Linear Actuators in a Haptic Feedback Joystick System for Electric Vehicles

Abstract

Several strategies for navigation in unfamiliar environments have been explored, notably leveraging advanced sensors and control algorithms for obstacle recognition in autonomous vehicles. This study introduces a novel approach featuring a redesigned joystick equipped with stepper motors and linear drives, facilitating WiFi communication with a four-wheel omnidirectional electric vehicle. The system’s drive units integrated into the joystick and the encompassing control algorithms are thoroughly examined, including analysis of stick deflection measurement and inter-component communication within the joystick assembly. Unlike conventional setups in which the joystick is tilted by the operator, two independent linear drives are employed to generate ample tensile force, effectively “overpowering” the operator’s input.

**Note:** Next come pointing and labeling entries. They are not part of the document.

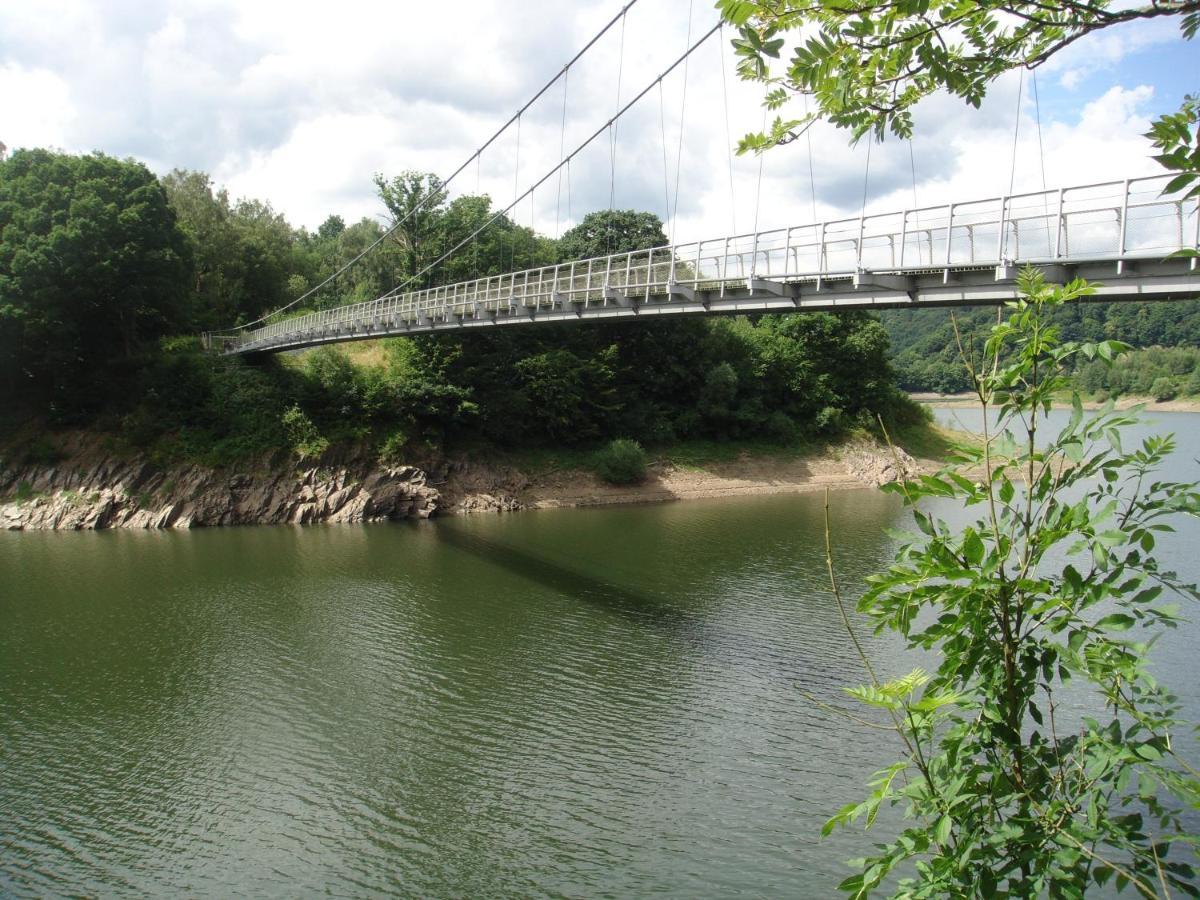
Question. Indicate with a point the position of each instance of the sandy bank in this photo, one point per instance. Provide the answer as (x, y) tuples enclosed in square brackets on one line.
[(93, 487), (953, 401), (480, 489)]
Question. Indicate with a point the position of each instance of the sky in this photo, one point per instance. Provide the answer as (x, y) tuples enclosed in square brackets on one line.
[(301, 105)]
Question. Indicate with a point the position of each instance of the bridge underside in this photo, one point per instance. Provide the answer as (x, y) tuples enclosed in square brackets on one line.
[(955, 286)]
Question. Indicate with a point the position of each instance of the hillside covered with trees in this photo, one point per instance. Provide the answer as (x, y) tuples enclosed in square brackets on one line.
[(108, 274), (1165, 337)]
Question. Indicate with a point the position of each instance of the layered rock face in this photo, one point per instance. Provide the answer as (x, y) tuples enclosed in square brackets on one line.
[(97, 490)]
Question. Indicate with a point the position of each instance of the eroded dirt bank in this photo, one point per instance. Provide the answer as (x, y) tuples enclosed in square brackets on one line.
[(94, 487)]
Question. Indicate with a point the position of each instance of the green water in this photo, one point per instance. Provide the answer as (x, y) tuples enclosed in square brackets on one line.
[(575, 702)]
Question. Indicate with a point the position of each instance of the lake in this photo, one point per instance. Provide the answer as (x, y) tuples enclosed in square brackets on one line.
[(563, 702)]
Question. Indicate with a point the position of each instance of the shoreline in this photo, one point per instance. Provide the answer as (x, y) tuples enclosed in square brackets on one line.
[(958, 401), (855, 465), (90, 489)]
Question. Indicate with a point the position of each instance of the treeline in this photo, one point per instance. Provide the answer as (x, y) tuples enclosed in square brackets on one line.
[(107, 274), (1157, 372), (925, 352)]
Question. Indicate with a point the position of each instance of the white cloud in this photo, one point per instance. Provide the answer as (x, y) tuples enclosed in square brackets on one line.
[(300, 103), (35, 107)]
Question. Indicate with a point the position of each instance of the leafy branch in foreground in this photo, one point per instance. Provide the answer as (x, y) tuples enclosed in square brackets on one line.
[(868, 63), (1053, 592)]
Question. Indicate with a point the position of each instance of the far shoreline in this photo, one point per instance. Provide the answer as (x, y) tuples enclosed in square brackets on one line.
[(959, 401)]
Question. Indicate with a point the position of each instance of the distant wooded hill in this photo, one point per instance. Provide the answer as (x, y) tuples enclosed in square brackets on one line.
[(925, 353)]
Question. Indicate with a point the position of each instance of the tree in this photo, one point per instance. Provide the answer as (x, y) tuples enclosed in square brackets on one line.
[(415, 201), (93, 265), (1006, 792), (868, 63), (621, 231)]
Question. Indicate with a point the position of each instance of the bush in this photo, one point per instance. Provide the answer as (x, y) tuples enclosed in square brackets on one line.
[(1163, 389), (623, 462), (391, 449), (303, 435)]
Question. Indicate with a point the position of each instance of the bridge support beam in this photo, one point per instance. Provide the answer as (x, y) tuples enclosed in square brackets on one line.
[(675, 289), (618, 298), (761, 286), (1054, 273), (883, 281)]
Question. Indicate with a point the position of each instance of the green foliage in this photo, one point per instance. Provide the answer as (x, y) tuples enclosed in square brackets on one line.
[(622, 231), (1163, 389), (869, 61), (1007, 793), (91, 268), (1177, 137), (303, 435), (622, 462), (192, 258), (925, 355), (393, 448)]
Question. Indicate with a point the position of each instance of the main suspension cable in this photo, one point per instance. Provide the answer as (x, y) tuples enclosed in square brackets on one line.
[(421, 204), (612, 138), (683, 111), (562, 149), (399, 289), (1017, 130), (729, 137)]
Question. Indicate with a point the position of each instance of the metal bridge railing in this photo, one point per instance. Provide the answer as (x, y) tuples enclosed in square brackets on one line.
[(1117, 220)]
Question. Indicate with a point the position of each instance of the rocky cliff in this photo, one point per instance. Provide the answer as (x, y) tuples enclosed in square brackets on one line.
[(97, 489)]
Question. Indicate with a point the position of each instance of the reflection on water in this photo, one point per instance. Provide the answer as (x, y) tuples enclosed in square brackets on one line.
[(564, 702)]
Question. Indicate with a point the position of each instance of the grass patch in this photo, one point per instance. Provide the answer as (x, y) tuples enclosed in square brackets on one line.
[(928, 441)]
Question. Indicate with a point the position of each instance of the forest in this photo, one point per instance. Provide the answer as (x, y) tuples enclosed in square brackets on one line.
[(108, 274), (925, 354)]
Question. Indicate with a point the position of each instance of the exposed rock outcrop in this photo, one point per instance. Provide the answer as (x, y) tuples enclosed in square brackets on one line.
[(877, 466), (95, 489)]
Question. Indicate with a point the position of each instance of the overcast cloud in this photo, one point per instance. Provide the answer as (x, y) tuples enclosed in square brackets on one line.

Running on a Raspberry Pi, the software utilizes Python programming to enable joystick tilt control and to transmit orientation and axis deflection data to an Arduino unit. A fundamental haptic effect is achieved by elevating the minimum pressure required to deflect the joystick rod. Test measurements encompass detection of obstacles along the primary directions perpendicular to the electric vehicle’s trajectory, determination of the maximum achievable speed, and evaluation of the joystick’s maximum operational range within an illuminated environment.